Wie läuft eigentlich die Entscheidungsfindung im Verlag ab?

  • Mich würde mal interessieren, wie da der Prozess ist, wenn neue Manuskripte gesichtet werden.


    Entscheidet der Lektor allein, in Rücksprache mit dem Programmchef, oder gibt es regelmäßige Konferenzen, wo das Ganze den anderen präsentiert wird? Was muss er dafür vorbereiten?

    Und wie oft würden diese Konferenzen stattfinden (wöchentlich, vierteljährlich, nur einmal für den Herbst und dann wieder für Frühjahr ...)?

    Werden Titel kurzfristig in bereits geplante Programme aufgenommen?


    Oder kann man das gar nicht so pauschal sagen, weil jeder Verlag anders vorgeht?


    Fragen über Fragen.

  • Üblicherweise entscheiden die Lektoren und -innen in Abstimmung mit der Programmleitung, ob ein Titel für die Inverlagnahme infrage kommt oder nicht, was nicht nur von der Qualität des angebotenen Textes abhängt, sondern auch davon, wie viele Plätze noch frei sind, welche Titel sonst im fraglichen Programm (Frühjahr/Herbst) schon gesetzt sind, wie eventuell die Quoten aussehen und ob es Konkurrenz im eigenen Haus/selben Programm gäbe, was aber auch dazu führen kann, dass ein Vertrag angeboten wird, aber für ein späteres Programm. Eigentlich sind es die Programmkonferenzen, die die endgültige Entscheidung auf Vorlage der Programmleitung und des Lektorats treffen, wo dann noch Marketing und Vertreter hinzukommen, die den Markt sehr gut kennen und einschätzen können, ob sich Titel anbieten lassen.

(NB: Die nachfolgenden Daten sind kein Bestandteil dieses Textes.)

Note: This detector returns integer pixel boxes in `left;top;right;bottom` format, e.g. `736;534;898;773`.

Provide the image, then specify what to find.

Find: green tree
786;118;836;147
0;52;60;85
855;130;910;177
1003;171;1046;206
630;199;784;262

Diese Konferenzen finden bei großen Publikumsverlagen zweimal im Jahr statt, jeweils für das kommende Jahr. Aber es gibt zwischendrin auch immer wieder die Möglichkeit, Titel einzuschieben, und wenn Auktionen stattfinden oder besonders interessante Texte angeboten werden, wird natürlich auch schneller entschieden (Lektorat in Abstimmung mit der Programmleitung), so dass auf den Programmkonferenzen auch Titel vorgestellt werden, die schon für das jeweilige Programm feststehen, weil sie längst gekauft sind. Viele Verlage lösen sich immer mehr von der starren Semestertaktung oder mischen sie mit spontanen Platzierungen. Das passiert bei besonders aktuellen Titeln sowieso.

  • Vielen Dank Sören Prescher und vielen Dank besonders an Tom für die sehr ausführliche und aufschlussreiche Antwort.


    Habe jetzt auch gesehen, dass Hans Peter Roentgen darüber 2003 ein Büchlein geschrieben hat. Ich werde es mir beizeiten mal zu Gemüte führen, auch wenn bestimmt einiges outdated ist.


    Lieben Dank noch einmal für diese Erklärungen. Die waren echt hilfreich.